GOW3_kratos-et-soubrette.jpg

Terrifiant, n'est-ce pas ?

 

Peut-être que ce message était inhérent à la série elle-même. Mon pote, le Fils de la Vérité, m'avait d'abord vendu GOW II en me racontant les épreuves herculéennes et les ennemis colossaux qui attendaient Kratos. Il en parlait comme si on pouvait véritablement revivre la violence de la mythologie grecque, comme si ce jeu vidéo avait eu la sagesse de bien comprendre que le monde grec était en fait violent, sanglant et absurde, et non calme, éternel, et rationnel comme on le présente souvent dans les mauvais cours d'histoire. D'une certaine façon, c'était notre version numérique "Naissance de la tragédie". 

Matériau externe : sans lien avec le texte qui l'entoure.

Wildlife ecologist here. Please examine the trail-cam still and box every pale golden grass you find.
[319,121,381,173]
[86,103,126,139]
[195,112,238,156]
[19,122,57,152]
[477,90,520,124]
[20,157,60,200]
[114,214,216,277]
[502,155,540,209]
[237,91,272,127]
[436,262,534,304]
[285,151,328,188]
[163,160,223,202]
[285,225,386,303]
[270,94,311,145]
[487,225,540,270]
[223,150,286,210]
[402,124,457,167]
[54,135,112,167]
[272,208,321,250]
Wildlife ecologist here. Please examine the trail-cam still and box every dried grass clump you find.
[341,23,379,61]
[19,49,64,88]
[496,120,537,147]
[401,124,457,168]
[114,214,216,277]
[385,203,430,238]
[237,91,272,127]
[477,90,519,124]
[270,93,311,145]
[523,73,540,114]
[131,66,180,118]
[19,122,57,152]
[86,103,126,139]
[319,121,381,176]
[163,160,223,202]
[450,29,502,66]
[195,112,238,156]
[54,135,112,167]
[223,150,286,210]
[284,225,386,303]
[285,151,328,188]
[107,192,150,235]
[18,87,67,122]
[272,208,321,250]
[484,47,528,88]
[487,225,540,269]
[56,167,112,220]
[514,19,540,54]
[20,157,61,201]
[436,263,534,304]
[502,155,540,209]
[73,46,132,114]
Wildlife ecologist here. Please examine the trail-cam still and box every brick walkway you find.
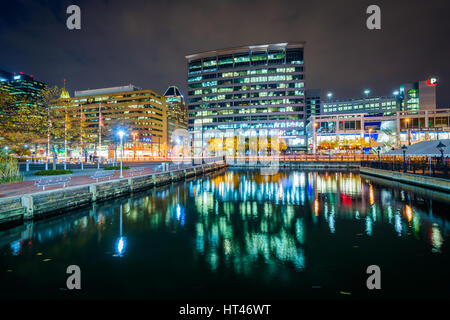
[0,167,177,198]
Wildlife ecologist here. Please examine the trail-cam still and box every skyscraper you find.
[0,70,46,101]
[186,42,306,149]
[164,86,187,143]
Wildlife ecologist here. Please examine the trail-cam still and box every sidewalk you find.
[0,166,192,198]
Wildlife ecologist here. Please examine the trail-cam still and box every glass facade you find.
[321,97,401,115]
[0,70,46,103]
[186,43,305,149]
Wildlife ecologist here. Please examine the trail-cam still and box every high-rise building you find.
[186,42,306,149]
[0,70,46,102]
[164,86,187,144]
[57,85,168,158]
[305,89,323,119]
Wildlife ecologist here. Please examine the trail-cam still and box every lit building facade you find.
[58,85,168,159]
[316,78,437,116]
[186,42,306,149]
[307,109,450,153]
[0,70,46,102]
[164,86,187,145]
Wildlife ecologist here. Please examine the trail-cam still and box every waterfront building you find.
[0,70,46,102]
[320,78,437,116]
[164,86,187,145]
[307,109,450,153]
[186,42,306,149]
[55,85,167,159]
[305,89,324,119]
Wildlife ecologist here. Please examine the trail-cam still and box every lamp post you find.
[377,146,381,167]
[313,122,319,154]
[436,141,447,166]
[402,145,408,172]
[391,147,395,171]
[117,130,125,178]
[405,119,411,146]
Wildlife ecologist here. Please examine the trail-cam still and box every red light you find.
[426,78,437,87]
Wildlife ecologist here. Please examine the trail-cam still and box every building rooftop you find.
[186,41,306,60]
[74,84,142,97]
[164,86,181,97]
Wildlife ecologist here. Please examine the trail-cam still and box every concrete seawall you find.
[359,167,450,193]
[0,164,226,224]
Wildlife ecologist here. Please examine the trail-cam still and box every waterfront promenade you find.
[0,163,191,198]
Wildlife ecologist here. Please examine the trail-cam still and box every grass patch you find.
[105,166,130,170]
[33,169,72,176]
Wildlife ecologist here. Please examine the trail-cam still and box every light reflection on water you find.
[0,170,450,300]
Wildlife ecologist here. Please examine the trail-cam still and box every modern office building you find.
[186,42,306,149]
[56,85,167,158]
[164,86,187,145]
[320,78,437,116]
[305,89,324,119]
[306,109,450,153]
[319,96,401,115]
[0,70,46,102]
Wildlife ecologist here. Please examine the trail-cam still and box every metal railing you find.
[361,157,450,179]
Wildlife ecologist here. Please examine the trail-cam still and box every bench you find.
[34,174,72,190]
[130,167,144,175]
[91,170,114,182]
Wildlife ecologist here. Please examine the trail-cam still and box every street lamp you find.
[313,122,319,154]
[402,145,408,172]
[377,146,381,163]
[117,130,125,178]
[436,141,447,166]
[405,119,411,146]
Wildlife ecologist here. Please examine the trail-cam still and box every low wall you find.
[0,164,226,224]
[359,167,450,192]
[228,161,360,170]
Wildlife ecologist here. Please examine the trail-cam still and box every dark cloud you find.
[0,0,450,107]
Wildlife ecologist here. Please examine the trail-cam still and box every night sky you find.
[0,0,450,108]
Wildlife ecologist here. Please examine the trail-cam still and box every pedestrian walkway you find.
[0,165,188,198]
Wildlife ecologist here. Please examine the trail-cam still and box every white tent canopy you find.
[381,139,450,157]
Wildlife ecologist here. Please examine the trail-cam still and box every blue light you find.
[116,237,127,257]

Mais un point nous gênait particulièrement. Le nom du personnage était débile. Son character designing plus proche de Conan le Barbare que d'un hoplite athénien. Son bouc ressemblait au système pilleux maltraité d'un métalleux déshydraté par trop de concerts d'affilée passés à côté des enceintes. Les couteaux attachés à des cordes sentaient trop l'invention du geek qui fait tous les forums à se demander quel est l'arme ultime d'un demi dieu... On ne l'aimait pas, mon pote et moi, parce qu'il dissonait avec la fidélité du reste des décors et des ambiances.

 

GOW3 kratos-cosplay

Je crois que je le connais... sur bearwww.com...

 

Mais dans le fond, Kratos, justement, c'était ça, l'étranger, le barbare. Kratos est celui qui va détruire les dieux de l'Olympe, celui qui va détruire tous les mythes Grecs, un par un, arracher les ailes d'Icare, tuer Hadès, embrocher Arès, fendre Zeus en deux dans le sens de la largeur et de la longueur, réembrocher Athéna... Il est en train de détruire chaque pan de sa propre culture, et il en demande toujours plus en grognant de rage. Il est le geek moderne qui demande en nous la ruine de toute tradition.

 

GOW3_DjimonKratos.jpg

 

 

Mais le plus troublant est la nouvelle que Djimoun Hounsou, l'acteur d'entre autres Amistaad, Blood Diamond ou de In America (son meilleur rôle), est pressenti pour jouer Kratos lui-même dans l'adaptation cinématographique. Suprême hérésie (savamment calculée ?) : seul un authentique "barbare", béninois d'origine, américain d'adoption, pouvait jouer à l'écran un spartiate qui précipiterait la fin du monde grec. Je ne sais pas quel scénario pourri les producteurs confieront au beau gosse d'ébène, mais, malgré lui, le film sera de toute façon emblématique de nos fantasmes contemporains.